Comment / Finance and quality in the red

01 June 2016 Steve Brown

Login to access this content

Steve Brown HFMThe Care Quality Commission has pledged to promote a single shared view of quality. The quality regulator has built its inspection regime around assessing quality using five key questions: is it safe? Is it effective? Is it caring? Is it responsive? Is it well-led?

However, it’s new five-year strategy, in which it makes this pledge, says that ‘multiple definitions of care quality are still being used’. In response, it wants to work with providers and the public to agree a definition of quality and how this should be measured.

What people mean by quality is important. For example, the King’s Fund’s latest quarterly monitoring report found that two-thirds of trust finance directors and more than half of clinical commissioning group chief finance officers in their sample say the quality of care in their area has deteriorated in the past year.

The King’s Fund said it was the most worrying finding since it started tracking this question back in 2012. And it certainly appears to be something of a tipping point, with a majority of all finance leaders now in agreement.

But what do finance directors mean by quality in this context? Access and waiting times (singled out as the most vulnerable aspects of quality by finance directors in a survey for the last HFMA NHS financial temperature check – with new figures out next month) are perhaps what come to mind first – given that they are monitored against national targets.

In this interpretation of quality, how could finance directors say anything different? Performance against the key access targets has fallen.

Or do they mean some broader definition of quality including clinical outcomes, patient-reported outcomes, patient experience and core patient safety?

An understanding of quality in its fullest sense is vital if you are looking at the impact of investment or cost reduction activities on services.

There have been concerns over the years about the relative priorities of quality and finance. And earlier this year NHS Improvement and the CQC wrote to the service saying that ‘success is delivering the right quality outcomes with the resources available’ and that ‘quality and financial objectives cannot trump one another’.

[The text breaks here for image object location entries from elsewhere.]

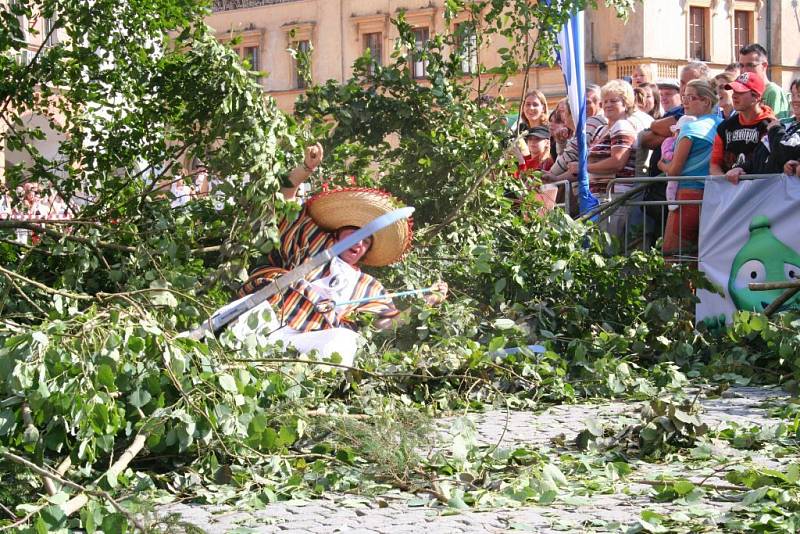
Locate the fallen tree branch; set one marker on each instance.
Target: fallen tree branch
(47, 289)
(13, 223)
(80, 500)
(721, 487)
(77, 502)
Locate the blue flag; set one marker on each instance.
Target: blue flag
(571, 58)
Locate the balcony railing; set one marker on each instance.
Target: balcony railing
(229, 5)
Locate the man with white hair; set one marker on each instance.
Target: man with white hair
(753, 58)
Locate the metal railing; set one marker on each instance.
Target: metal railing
(638, 222)
(229, 5)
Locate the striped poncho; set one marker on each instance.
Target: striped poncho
(300, 240)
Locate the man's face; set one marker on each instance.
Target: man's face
(744, 101)
(592, 104)
(352, 255)
(538, 147)
(754, 62)
(670, 98)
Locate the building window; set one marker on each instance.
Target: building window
(302, 47)
(250, 53)
(698, 41)
(419, 67)
(742, 27)
(467, 42)
(52, 39)
(373, 43)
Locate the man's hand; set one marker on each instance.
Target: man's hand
(572, 167)
(438, 295)
(313, 157)
(733, 175)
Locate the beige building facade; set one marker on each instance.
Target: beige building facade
(662, 33)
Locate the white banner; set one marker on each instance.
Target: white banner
(749, 232)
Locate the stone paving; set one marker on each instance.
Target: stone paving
(394, 514)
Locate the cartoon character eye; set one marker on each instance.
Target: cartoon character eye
(751, 271)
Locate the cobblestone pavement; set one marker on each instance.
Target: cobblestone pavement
(393, 514)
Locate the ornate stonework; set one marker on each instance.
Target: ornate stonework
(229, 5)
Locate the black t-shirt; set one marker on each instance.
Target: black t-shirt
(744, 146)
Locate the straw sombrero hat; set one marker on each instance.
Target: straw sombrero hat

These are nice words, but not particularly helpful for organisations making tough choices at the frontline – particularly when both quality and finance are in the red.

Perhaps what is more galling for providers is that they are being penalised despite their best attempts to achieve this quality-finance balance. Providers reported a £2.45bn deficit in 2015/16 and NHS Improvement said that providers spent £143m on waiting list initiative work to avoid breaches in waiting time targets, as well as outsourcing some £241m of work.

Increases in agency costs will also have been caused in part by striving to meet access targets. But providers still faced net fines and readmission penalties of nearly £500m.

NHS Improvement recognises significant increases in demand – with A&E departments having their busiest year on record and a big jump in the number of people waiting for elective care. So we may have a situation where there are insufficient funds in the system to meet access targets for current levels of demand and then providers being financially penalised for missing these targets.

There is no disagreement about the general principle that everyone should strive for the highest possible quality within the resources available and this should be underpinned by national standards. And there is broad support that transformation of patient pathways and how services are delivered offers the best prospect for creating sustainable services.

However, even accepting that improved efficiency has a role to play, it may well be time to assess whether what the NHS is being asked to deliver right now is in fact achievable.

And if that is the case, we need to start having a more nuanced discussion about quality and its various dimensions.